Multiple subcellular mRNA distribution patterns in neurons: a nonisotopic in situ hybridization analysis

Abstract

Previous studies have established that most of the mRNAs that neurons express are localized in the cell body and very proximal dendrites, whereas a small subset of mRNAs is present at relatively high levels in dendrites. It is not clear, however, whether particular mRNAs have the same subcellular distribution in different types of neurons or whether different types of neurons sort mRNAs in different ways. The present study was undertaken to address these questions. Nonisotopic in situ hybridization techniques were used to define the subcellular localization of representative mRNAs including beta-tubulin, low-molecular-weight neurofilament protein (NF-68), high-molecular-weight microtubule-associated protein (MAP2), growth-associated protein 43 (F1/GAP43), the alpha subunit of calcium/calmodulin-dependent protein kinase II (alpha CaMII kinase), and poly (A+) mRNA. The mRNAs for beta-tubulin, neurofilament 68, and F1/GAP43 were restricted to the region of the cell body and very proximal dendrites in most neurons.
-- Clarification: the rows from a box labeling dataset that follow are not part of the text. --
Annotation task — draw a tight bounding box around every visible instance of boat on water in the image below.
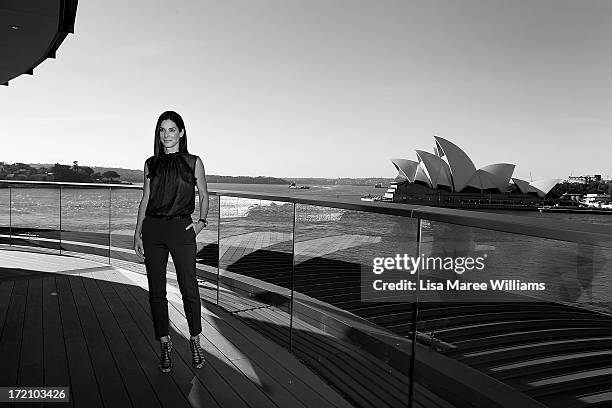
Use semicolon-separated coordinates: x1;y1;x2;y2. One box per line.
289;183;310;190
361;194;382;201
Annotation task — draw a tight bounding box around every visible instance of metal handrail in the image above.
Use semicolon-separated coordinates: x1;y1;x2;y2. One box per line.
0;180;612;248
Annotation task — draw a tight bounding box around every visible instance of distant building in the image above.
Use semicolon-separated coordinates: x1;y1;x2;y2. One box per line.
384;136;561;203
567;174;601;184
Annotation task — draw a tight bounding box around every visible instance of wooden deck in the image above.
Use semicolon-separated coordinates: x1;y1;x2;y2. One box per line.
0;250;351;408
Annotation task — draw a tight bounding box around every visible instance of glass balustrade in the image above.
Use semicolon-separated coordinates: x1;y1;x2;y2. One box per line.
218;196;293;347
3;183;61;253
0;183;612;407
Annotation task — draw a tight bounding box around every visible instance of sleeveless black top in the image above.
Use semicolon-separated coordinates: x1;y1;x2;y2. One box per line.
145;150;198;217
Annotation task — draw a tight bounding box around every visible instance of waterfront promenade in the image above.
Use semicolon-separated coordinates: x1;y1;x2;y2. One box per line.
0;250;351;408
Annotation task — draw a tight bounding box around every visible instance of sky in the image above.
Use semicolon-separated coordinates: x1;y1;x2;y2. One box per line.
0;0;612;180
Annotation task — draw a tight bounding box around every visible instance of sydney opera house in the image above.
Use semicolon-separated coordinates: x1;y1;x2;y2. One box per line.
384;136;560;205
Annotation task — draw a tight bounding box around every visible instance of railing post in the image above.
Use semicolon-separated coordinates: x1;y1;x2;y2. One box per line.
9;184;13;246
289;203;296;352
217;195;221;306
408;218;423;408
108;187;113;265
60;184;62;255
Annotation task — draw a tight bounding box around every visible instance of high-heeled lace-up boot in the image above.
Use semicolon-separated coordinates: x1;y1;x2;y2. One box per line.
189;336;205;368
159;339;172;373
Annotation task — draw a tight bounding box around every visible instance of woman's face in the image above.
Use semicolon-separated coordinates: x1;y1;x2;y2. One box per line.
157;119;185;151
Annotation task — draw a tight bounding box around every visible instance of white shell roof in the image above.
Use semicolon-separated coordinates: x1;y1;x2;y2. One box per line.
416;150;453;188
434;136;476;191
391;159;419;183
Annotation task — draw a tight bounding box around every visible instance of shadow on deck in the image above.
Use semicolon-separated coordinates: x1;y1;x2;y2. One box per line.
0;251;351;407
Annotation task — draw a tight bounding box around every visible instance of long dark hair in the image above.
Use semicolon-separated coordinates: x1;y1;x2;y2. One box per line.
149;111;189;175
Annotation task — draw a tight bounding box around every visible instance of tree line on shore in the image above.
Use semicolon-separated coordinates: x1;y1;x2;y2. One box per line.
0;160;121;183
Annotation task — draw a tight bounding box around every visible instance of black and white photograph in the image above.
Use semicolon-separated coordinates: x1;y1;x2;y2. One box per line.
0;0;612;408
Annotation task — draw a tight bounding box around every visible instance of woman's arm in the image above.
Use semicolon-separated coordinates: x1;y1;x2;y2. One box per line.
195;157;208;228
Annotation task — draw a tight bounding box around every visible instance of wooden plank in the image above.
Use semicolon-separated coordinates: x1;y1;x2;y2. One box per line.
104;278;221;408
98;281;187;407
122;280;276;408
119;280;256;407
83;279;160;407
17;278;44;407
69;277;131;407
42;276;73;406
55;276;102;407
0;281;15;339
0;280;28;387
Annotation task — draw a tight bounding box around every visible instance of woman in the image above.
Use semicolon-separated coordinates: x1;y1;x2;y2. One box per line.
134;111;208;373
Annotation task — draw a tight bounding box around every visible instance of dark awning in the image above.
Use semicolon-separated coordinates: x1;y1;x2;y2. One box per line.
0;0;78;85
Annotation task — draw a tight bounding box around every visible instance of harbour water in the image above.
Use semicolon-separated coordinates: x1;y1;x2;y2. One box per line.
0;184;612;310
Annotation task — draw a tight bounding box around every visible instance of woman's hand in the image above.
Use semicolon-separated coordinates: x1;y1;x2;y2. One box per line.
134;235;144;262
185;221;205;235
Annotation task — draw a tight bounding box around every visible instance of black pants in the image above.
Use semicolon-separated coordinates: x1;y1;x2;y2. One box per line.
142;217;202;337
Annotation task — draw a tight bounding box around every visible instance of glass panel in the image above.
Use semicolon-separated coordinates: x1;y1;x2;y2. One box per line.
219;197;293;347
0;181;11;246
192;194;219;303
415;221;612;407
292;204;417;406
62;186;109;262
107;187;146;274
11;184;60;253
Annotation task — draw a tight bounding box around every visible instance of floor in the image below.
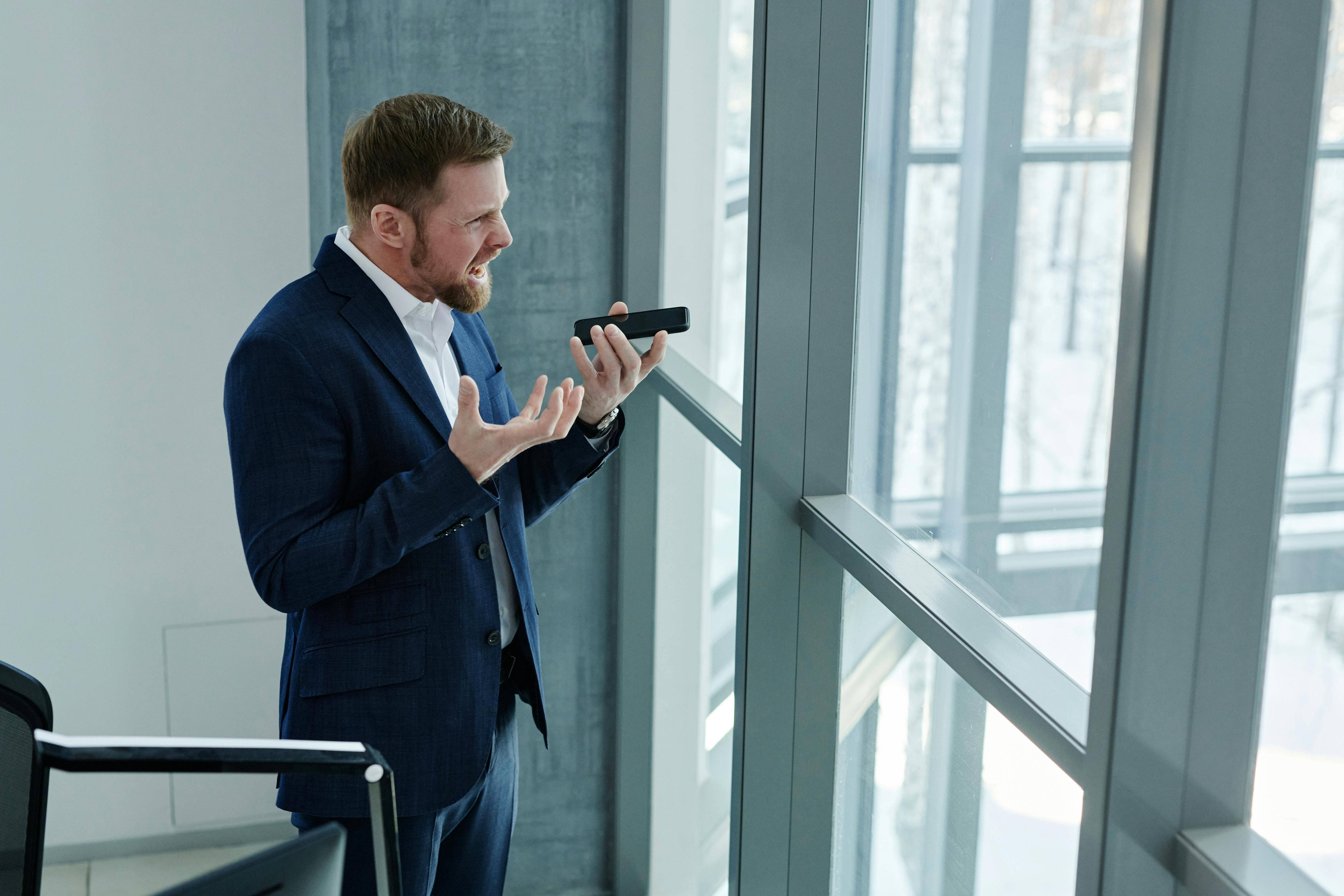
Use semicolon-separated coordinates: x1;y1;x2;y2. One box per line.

In some neuron types, however, labeling for NF-68 extended for considerable distances into dendrites. In some neurons that express MAP2, the mRNA was present at the highest levels in the proximal third to half of the dendritic arbor, whereas in other neurons the highest levels of labeling were in the cell body. In most neurons that express alpha CaMII kinase, the highest levels of the mRNA were in the cell body, but labeling was also present throughout dendrites. However, in a few types of neurons, alpha CaMII kinase mRNA was largely restricted to the cell body. The fact that there are no general rules for mRNA localization that apply to all neuron types implies the existence of neuron type-specific mechanisms that regulate mRNA distribution.